Methods for detecting a hot spot include:
- Feel it by walking around: Checking in front of racks while walking around the data center offers the lowest cost but least accurate method.
- Manual measurements: Meters such as plastic temperature strips, a temperature gun, and forward-looking infrared (FLIR) provide better accuracy and quantify the temperature. This is a low-cost yet effective method of locating a hot spot.
- Automatic monitoring:The best method, automatic monitoring, can display live data to illustrate the thermal conditions of the server or data center. Together with data center infrastructure management (DCIM) software such as StruxureWare, specific personnel can receive real-time alerts via email or text should temperatures reach an undesirable threshold.
Typical actions taken by data center managers after identifying hot spots include placing perforated tiles in hot aisles, positioning racks and perforated tiles close to cooling units, and blowing air across ice into cold aisles. These practices have proven to be ineffective.
Other actions, such as lowering cooling unit set point, placing pedestal fans in front of problem racks, and rolling in portable cooling units are only temporary solutions. The aforementioned practices are common but not recommended, as they do not address the main causes of hot spots: bypass and recirculation.
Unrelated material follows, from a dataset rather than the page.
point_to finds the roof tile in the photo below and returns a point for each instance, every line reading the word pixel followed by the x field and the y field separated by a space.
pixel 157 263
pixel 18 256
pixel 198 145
Examples of best practices
A good practice for fixing hot spots and saving energy involves identifying the problem load and relocating it to a lower-density rack to eliminate a hot spot. Another best practice is rack airflow management, which can eliminate hot spots via the use of blanking panels, side air distribution unit, or rack-mounted, fully ducted air supply unit.
Allowing DCIM to control airflow of cooling units is an additional best practice according to the white paper, but should only be done once adequate air management practices are implemented.